Le vif éclat qui la colore
N’est que le teint de la pudeur ;
Son oreille n’a point encore
Goûté le poison enchanteur
Des soupirs, des tendres alarmes :
Elle ignore qu’elle ait un cœur,
Et soupçonne à peine ses charmes.
Seule dans le fond d’un bosquet,
Près du cristal d’une onde pure,
Elle assortissait un bouquet
Pour en composer sa parure :
La belle, d’un air enfantin,
Comparait avec avantage
Le lis et la rose à son teint,
Et souriait à son image.
Un papillon, au même instant.
Déployait ses ailes légères,
Et de ses ardeurs passagères
Promenait l’hommage inconstant :
Tout l’attire, et rien ne l’arrête :
Il parcourt d’un air de conquête
Tous les appas de chaque fleur :
Ici, son audace indiscrète
De la timide violette
Caresse la vive fraîcheur ;
Là, du sein de la tubéreuse,
Sa témérité plus heureuse
Presse l’orgueilleuse blancheur.
Aussitôt, d’une aile infidèle,
Il court à la rose nouvelle ;
Il baise son bouton naissant,
Et, toujours brillant et frivole,
Il paraît, jouit et s’envole.
Chloé voit l’insecte éclatant,
Et sa parure, étincelante
D’azur, de pourpre et de rubis,
Enchante ses yeux éblouis :
Sa petite âme impatiente
Brûle aussitôt de s’en saisir ;
Dans le vif transport qui l’agite
De son jeune sein qui palpite
S’échappe son premier soupir.
Aussi légère que les Grâces,
Du rival errant du Zéphir
Elle poursuit longtemps les traces.
Souvent, dans son vol incertain,
Il s’arrête : la nymphe agile
Accourt, le guette, étend la main ;
Mais le superbe volatile
Dans les airs s’élance soudain.
Tour à tour flattée et trompée,
Elle suit sa proie échappée ;
L’infidèle se fixe enfin
Sur la belle et pâle jonquille.
On dirait que la tendre fleur
Ranime au gré de son vainqueur
Le faible éclat dont elle brille.
Du triomphe il goûte le prix.
Chloé vole, approche : il est pris.
S’agitant, débattant de l’aile
Pour briser sa captivité :
” Rendez-moi, dit-il à la belle,
Ah ! rendez-moi la liberté ;
Rougissez de votre victoire.
Qu’attendez-vous de mes liens ?
Mes ailes font toute ma gloire ;
Quelque éclat, voilà tous mes biens ;
Eblouir est ma destinée :
Je vis sans projet, sans amour,
Et mon existence bornée
N’est que l’amusement d’un jour. ”
A ces mots, la nymphe ingénue
S’attendrit pour son beau captif :
Le trouble de son âme, émue,
Favorise le fugitif ;
Il s’échappe.

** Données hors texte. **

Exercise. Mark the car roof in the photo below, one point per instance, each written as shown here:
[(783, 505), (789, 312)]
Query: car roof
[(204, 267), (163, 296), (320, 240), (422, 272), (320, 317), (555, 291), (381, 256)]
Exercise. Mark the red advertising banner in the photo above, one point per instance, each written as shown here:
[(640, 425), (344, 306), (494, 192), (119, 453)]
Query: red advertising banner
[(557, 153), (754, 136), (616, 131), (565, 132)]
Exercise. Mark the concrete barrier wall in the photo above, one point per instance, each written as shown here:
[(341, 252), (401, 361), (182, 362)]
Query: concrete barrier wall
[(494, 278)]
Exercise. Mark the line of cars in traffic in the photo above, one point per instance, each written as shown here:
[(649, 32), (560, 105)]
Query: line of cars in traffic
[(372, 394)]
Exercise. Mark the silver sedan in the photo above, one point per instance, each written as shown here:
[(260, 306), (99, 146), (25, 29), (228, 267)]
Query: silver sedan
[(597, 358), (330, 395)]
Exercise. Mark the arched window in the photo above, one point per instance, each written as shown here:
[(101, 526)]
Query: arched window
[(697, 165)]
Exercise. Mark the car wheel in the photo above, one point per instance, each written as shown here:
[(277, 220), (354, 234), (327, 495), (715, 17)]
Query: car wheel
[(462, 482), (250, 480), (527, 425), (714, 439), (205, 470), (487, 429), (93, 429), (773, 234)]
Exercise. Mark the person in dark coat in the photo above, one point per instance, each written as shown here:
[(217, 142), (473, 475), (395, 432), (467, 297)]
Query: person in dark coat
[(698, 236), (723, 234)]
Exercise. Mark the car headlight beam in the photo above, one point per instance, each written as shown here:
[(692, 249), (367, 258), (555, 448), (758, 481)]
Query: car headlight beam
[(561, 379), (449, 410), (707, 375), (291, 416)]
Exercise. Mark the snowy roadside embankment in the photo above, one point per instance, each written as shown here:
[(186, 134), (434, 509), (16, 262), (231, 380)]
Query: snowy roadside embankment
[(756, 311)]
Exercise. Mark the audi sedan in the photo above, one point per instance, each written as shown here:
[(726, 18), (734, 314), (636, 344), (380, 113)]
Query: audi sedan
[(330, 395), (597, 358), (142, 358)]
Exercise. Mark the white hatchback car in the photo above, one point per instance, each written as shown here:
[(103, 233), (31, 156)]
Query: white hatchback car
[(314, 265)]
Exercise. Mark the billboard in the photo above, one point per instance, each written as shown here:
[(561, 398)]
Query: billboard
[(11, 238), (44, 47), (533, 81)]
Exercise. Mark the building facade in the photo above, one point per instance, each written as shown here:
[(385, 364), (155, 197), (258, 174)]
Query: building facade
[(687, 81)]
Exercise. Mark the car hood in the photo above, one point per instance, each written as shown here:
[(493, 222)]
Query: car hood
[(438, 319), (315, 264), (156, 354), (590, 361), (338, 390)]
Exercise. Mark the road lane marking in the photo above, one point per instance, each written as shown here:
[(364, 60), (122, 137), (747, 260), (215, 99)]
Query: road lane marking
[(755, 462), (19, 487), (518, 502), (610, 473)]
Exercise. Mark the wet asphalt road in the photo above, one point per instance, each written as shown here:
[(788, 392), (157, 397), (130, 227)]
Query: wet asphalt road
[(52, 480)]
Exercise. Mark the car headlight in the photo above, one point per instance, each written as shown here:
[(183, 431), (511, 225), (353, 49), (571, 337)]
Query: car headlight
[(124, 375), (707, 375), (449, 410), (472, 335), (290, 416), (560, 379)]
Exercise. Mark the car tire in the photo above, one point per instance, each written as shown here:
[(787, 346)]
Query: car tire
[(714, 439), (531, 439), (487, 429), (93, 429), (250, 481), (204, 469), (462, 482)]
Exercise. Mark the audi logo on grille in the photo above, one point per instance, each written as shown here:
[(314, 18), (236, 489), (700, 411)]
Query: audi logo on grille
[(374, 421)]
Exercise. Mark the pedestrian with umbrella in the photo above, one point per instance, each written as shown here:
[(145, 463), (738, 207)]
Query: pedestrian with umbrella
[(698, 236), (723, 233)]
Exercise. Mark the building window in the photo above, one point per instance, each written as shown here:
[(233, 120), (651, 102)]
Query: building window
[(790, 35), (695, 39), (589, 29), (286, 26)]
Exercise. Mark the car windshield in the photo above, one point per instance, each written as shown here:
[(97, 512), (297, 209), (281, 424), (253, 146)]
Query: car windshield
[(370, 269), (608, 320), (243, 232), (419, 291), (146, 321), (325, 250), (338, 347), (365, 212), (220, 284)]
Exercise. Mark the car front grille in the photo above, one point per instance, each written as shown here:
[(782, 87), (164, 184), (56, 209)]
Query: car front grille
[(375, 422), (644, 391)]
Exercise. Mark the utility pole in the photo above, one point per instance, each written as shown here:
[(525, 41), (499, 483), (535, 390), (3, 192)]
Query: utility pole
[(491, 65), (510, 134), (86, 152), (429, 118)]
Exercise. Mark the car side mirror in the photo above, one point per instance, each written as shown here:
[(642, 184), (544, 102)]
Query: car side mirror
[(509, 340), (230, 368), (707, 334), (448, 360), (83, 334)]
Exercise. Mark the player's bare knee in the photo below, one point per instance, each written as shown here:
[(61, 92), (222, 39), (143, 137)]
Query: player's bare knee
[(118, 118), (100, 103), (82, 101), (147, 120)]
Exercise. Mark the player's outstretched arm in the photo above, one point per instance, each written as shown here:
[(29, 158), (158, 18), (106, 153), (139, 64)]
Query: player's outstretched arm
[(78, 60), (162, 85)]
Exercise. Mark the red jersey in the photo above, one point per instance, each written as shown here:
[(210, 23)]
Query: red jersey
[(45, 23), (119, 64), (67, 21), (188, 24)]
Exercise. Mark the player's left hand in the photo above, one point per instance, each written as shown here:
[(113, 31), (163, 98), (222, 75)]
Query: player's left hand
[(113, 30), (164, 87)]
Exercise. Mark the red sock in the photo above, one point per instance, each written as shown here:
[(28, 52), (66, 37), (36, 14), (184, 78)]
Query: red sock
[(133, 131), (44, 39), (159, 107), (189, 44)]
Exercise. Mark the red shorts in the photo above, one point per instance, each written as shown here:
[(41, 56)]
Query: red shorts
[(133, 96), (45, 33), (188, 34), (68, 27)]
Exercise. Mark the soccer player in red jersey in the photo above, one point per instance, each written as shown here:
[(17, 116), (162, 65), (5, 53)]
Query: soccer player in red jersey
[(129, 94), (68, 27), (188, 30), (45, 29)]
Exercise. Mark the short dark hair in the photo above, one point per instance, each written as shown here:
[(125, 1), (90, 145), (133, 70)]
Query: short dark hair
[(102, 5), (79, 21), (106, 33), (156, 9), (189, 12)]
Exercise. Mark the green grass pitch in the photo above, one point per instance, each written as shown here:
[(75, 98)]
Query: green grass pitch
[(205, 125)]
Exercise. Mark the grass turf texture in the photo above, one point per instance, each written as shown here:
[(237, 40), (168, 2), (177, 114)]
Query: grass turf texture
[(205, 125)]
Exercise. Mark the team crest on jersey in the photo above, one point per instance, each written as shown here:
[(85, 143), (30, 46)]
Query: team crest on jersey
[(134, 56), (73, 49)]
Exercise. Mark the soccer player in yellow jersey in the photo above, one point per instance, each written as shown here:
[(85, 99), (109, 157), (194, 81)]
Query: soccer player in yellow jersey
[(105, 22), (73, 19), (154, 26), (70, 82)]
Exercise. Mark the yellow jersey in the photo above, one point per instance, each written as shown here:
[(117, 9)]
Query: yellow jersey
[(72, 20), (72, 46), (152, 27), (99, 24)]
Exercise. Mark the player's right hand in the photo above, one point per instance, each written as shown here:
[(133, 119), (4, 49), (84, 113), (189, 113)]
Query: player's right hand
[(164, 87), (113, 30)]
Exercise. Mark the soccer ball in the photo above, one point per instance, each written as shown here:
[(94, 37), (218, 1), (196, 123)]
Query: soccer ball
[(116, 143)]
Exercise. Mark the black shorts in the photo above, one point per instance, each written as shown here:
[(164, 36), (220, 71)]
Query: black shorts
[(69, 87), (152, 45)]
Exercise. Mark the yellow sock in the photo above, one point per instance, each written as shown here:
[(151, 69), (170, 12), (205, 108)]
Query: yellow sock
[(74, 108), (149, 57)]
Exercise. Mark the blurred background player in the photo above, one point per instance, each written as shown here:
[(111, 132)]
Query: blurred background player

Chloé soupire :
Sur les boucles de ses cheveux,
Balançant son vol amoureux.
Voici ce qu’il ose lui dire :
« Seule en ces lieux vous respirez,
Chloé, la paix et l’innocence ;
Bientôt, loin des jeux de l’enfance,
Dans le monde vous brillerez :
C’est là que vous rencontrerez
Un être frivole, infidèle,
Et paré de mille couleurs ;
Il voltige de belle en belle.
Ainsi que moi de fleurs en fleurs,
Et je suis en tout son modèle.
Ah ! si, vous laissant éblouir,
Vous brûlez un jour de jouir
De cette nouvelle victoire,
D’une si folle ambition,
Chloé quelle sera la gloire ?
Vous aurez pris un papillon. »
“Chloé et le Papillon”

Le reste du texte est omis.